New York Daily News

N.C. girl cries out

A shame our dads & moms killed, she tells pols

- BY CHRISTOPHE­R BRENNAN and LAURA BULT With News Wire Services

A POWERFUL message was delivered to North Carolina officials this week from one of the state’s youngest voices.

Ten-year-old Zianna Oliphant climbed up on a stepstool to reach the podium and speak in front of the Charlotte City Council about police-involved shootings of African-Americans.

“It’s a shame that our fathers and mothers are killed and we can’t see them anymore,” the young girl said as tears streamed down her cheeks during a tense council meeting Monday night.

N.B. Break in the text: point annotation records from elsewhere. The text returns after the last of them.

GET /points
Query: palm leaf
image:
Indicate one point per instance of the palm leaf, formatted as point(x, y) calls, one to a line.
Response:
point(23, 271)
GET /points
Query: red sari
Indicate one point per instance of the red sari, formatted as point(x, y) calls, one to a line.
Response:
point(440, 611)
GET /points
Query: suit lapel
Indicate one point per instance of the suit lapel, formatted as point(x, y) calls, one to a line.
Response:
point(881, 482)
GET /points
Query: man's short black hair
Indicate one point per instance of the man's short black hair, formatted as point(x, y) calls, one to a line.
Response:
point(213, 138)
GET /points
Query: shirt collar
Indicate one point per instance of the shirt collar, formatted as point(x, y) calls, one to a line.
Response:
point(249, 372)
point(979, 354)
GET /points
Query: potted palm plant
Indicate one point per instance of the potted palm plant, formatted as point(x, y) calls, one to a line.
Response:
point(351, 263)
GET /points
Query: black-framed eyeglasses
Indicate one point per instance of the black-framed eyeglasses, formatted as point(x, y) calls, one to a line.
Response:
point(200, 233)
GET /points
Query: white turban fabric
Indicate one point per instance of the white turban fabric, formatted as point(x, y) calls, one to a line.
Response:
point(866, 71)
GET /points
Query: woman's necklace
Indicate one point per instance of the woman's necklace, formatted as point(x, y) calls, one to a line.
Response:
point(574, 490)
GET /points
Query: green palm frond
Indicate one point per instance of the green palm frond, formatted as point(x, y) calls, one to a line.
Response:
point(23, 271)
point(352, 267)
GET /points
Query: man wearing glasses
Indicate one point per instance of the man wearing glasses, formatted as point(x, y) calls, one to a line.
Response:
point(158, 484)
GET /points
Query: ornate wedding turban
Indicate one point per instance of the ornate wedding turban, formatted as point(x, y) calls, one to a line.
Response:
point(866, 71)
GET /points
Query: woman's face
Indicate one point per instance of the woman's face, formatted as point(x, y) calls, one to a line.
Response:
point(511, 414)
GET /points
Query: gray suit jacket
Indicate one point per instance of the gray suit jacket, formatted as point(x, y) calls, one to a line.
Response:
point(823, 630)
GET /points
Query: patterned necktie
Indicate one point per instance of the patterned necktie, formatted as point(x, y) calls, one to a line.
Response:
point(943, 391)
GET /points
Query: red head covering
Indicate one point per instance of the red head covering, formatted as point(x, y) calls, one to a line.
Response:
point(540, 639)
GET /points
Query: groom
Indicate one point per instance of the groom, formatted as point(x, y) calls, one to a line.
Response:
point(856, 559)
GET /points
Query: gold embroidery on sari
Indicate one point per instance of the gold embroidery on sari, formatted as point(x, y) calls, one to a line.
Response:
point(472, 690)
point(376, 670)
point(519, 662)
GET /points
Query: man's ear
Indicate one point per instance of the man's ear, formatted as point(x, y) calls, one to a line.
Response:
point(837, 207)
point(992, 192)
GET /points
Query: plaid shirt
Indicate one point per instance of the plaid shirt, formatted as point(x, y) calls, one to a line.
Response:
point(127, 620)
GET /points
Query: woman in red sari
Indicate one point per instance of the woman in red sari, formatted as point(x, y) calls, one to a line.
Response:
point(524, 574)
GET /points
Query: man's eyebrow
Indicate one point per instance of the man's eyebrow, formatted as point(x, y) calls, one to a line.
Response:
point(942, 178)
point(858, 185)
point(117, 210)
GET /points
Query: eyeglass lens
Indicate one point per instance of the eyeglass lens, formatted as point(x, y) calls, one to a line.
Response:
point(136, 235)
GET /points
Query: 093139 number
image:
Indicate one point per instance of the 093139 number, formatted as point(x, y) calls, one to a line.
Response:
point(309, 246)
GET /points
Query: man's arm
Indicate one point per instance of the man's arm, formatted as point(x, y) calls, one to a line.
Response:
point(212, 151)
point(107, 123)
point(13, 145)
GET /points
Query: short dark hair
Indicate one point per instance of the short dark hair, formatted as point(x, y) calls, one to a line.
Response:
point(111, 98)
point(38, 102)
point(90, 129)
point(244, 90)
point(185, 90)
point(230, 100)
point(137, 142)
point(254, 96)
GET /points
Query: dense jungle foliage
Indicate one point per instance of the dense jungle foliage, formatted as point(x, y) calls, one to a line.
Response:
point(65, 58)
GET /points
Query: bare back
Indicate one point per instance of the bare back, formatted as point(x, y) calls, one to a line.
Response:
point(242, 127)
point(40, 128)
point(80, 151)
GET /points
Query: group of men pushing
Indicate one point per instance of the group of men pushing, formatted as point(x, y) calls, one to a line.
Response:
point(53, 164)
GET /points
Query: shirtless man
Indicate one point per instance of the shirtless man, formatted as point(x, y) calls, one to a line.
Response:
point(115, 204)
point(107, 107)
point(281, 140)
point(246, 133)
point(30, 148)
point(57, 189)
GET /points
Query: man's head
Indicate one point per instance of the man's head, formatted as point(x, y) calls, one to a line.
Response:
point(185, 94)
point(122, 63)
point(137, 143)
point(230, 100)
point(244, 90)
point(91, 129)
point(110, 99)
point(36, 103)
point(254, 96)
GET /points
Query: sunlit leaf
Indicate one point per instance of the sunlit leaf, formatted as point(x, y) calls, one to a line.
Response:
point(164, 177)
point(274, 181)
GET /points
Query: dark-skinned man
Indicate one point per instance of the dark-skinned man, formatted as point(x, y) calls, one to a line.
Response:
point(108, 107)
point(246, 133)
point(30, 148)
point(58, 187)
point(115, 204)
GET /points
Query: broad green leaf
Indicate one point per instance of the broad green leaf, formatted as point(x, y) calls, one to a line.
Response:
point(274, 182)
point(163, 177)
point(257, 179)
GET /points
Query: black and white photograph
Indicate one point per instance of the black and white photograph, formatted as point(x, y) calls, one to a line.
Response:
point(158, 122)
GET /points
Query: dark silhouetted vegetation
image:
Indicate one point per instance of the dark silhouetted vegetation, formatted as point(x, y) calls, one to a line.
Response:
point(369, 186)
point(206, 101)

“It’s a shame that we have to go to their graveyard and bury them. And we have tears. And we shouldn’t have tears,” she said. “We need our fathers and mothers to be by our side.

Charlotte residents packed the meeting, many unleashing furious criticism aimed at officials and Mayor Jennifer Roberts over the handling of the aftermath of the death of Keith Scott.

An officer fatally shot Scott in the parking lot of his apartment complex last week after cops say they saw him smoking pot and brandishin­g a gun. Scott’s family disputes the police account, saying the disabled 43-year-old man wasn’t armed but reading a book while waiting for his son to get off the school bus.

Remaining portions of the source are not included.